Abir Taleb avec agences, Dimanche, 06 mai 2018

Outre les accusations israéliennes sur l’existence d’un programme nucléaire en Iran, l’escalade entre les deux pays ne cesse de prendre de l’ampleur, notamment en Syrie, avec des affrontements quasi directs.

Israël, l’Iran, le nucléaire et le reste

C’est en plein débat sur le sort de l’accord sur le nucléaire iranien de 2015 qu’Israël est entré en jeu. Certes, sur la question du nucléaire, en faisant le maximum pour convaincre le président américain de sortir de l’accord, même par le biais d’une représentation théâtrale du premier ministre israélien, Benyamin Netanyahu, venant affirmer détenir les preuves que Téhéran conservait des activités nucléaires militaires. Mais bien plus aussi, sur les « dangers » que représente la République islamique, selon l’Etat hébreu, avec en premier lieu la nécessité de contrer la présence iranienne en Syrie, et plus généralement, son rôle dans la région. Et avec, en prime, une tension iranoisraélienne en terre syrienne, et le spectre d’une confrontation plus directe … Pour ce qui est du nucléaire, d’entrée de jeu, la position de Netanyahu a été très claire : tout faire pour dénoncer, voire faire capoter cette « erreur historique ». Et à l’approche de la date fatidique du 12 mai, Netanyahu ne lésine pas d’efforts. Après les pressions sur Washington pour le pousser à exécuter ses menaces, le premier ministre israélien est attendu dans les jours à venir à Moscou, où il rencontrera le président russe Vladimir Poutine pour tenter de l’enjôler.

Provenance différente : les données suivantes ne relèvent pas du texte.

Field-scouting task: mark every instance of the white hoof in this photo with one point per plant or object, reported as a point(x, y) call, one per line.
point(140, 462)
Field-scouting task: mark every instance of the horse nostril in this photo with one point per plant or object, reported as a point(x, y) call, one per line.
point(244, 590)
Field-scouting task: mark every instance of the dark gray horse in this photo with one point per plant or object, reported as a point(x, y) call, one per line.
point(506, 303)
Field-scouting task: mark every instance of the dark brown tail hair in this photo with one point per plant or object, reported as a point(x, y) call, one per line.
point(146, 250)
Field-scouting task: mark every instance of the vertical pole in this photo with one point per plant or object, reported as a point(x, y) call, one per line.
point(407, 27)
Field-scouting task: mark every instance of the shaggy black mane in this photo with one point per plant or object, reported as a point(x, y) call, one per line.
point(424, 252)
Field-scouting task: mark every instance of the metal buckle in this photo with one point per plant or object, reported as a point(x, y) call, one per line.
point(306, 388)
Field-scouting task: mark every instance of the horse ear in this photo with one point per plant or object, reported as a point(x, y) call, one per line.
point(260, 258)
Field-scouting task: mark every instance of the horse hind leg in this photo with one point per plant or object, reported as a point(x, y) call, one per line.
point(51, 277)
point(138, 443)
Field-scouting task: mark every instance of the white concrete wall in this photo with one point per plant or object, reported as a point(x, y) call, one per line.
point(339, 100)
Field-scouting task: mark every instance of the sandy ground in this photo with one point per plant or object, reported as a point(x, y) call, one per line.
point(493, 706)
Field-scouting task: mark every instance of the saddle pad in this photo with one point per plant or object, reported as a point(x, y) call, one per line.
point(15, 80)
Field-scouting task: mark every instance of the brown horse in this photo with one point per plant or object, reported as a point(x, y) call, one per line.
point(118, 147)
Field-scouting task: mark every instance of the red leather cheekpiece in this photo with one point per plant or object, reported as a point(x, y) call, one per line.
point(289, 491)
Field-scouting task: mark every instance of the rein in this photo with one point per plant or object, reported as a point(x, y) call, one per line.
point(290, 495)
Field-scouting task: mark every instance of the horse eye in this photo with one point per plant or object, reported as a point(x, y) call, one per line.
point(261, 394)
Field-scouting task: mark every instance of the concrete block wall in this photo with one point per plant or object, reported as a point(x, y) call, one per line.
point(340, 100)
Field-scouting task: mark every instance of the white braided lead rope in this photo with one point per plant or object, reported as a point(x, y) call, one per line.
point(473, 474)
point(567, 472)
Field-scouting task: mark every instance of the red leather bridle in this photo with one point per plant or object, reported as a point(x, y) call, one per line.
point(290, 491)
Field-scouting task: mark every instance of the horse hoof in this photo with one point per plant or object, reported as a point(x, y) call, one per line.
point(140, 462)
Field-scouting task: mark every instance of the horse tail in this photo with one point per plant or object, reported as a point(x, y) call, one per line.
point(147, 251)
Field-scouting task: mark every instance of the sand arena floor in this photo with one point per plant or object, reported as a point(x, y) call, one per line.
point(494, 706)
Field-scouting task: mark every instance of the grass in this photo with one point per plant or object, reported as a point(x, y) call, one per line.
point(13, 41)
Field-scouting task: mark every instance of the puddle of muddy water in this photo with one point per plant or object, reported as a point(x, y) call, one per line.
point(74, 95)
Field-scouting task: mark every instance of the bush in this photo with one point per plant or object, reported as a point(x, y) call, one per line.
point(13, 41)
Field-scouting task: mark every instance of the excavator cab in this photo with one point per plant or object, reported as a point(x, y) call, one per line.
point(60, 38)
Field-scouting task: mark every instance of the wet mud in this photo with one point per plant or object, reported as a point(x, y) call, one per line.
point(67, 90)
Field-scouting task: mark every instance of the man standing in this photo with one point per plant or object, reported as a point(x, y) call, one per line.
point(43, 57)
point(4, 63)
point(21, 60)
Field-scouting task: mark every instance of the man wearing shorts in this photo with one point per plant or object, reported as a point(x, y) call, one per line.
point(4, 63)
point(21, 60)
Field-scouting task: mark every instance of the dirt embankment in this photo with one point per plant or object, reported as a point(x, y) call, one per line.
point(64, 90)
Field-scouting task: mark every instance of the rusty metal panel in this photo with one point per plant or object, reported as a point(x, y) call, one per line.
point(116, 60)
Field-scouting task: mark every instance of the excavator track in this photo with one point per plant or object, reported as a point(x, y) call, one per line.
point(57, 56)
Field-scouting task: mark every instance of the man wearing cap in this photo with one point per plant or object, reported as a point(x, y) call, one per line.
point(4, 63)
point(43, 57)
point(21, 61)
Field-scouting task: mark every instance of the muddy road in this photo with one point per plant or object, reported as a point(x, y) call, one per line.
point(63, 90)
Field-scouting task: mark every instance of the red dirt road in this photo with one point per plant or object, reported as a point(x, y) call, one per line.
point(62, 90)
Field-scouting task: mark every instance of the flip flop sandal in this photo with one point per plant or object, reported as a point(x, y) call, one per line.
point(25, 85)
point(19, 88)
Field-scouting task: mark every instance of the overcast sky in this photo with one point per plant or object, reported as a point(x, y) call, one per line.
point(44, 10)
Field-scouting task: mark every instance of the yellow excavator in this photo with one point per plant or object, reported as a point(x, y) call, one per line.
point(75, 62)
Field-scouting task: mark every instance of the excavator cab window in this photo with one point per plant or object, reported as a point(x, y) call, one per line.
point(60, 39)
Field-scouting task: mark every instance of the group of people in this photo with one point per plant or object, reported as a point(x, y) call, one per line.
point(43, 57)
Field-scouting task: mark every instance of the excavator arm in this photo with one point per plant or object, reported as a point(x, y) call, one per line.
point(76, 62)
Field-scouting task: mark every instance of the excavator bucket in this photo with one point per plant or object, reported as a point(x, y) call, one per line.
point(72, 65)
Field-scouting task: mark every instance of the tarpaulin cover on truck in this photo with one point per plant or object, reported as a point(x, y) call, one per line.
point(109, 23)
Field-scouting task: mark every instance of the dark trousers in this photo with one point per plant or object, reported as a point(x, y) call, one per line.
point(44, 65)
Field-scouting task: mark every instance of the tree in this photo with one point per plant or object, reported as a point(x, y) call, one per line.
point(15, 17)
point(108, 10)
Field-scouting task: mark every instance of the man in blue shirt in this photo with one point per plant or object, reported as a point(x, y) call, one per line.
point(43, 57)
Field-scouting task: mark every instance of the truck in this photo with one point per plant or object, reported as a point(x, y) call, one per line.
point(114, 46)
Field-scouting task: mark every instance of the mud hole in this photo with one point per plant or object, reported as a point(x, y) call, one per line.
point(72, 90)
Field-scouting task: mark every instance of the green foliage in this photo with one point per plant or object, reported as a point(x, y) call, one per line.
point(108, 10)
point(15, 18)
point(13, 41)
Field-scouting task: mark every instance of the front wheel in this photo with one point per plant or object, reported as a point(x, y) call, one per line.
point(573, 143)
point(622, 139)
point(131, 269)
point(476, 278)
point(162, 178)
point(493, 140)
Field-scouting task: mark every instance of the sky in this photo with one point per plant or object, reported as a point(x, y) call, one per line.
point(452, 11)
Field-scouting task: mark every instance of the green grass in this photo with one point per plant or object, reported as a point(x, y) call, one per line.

Israël, l’Iran, le nucléaire et le reste
(Photo : AP)

En attendant, Netanyahu va encore plus loin : le premier ministre israélien a enfoncé le clou, le 30 avril dernier, annonçant la prise par les services de renseignements israéliens, le Mossad, de fichiers apportant, selon lui, « des preuves concluantes » de l’existence d’un plan secret de l’Iran pour se doter de l’arme nucléaire. C’était dans un show théâtral comme Netanyahu les aime, en prime time et en anglais « pour que la communauté internationale comprenne », aidé d’accessoires et d’images en tout genre pour raffermir l’impact de ses « révélations » sur le programme nucléaire iranien. Mais le show de Netanyahu a laissé froid, et son objectif, démontrer que « l’accord sur le nucléaire iranien est basé sur des mensonges », n’a pas convaincu, faute de preuves réelles. A tel point que même au sein d’Israël, le quotidien israélien Yediot Aharonot l’a qualifié de « plat de pâtes réchauffées ».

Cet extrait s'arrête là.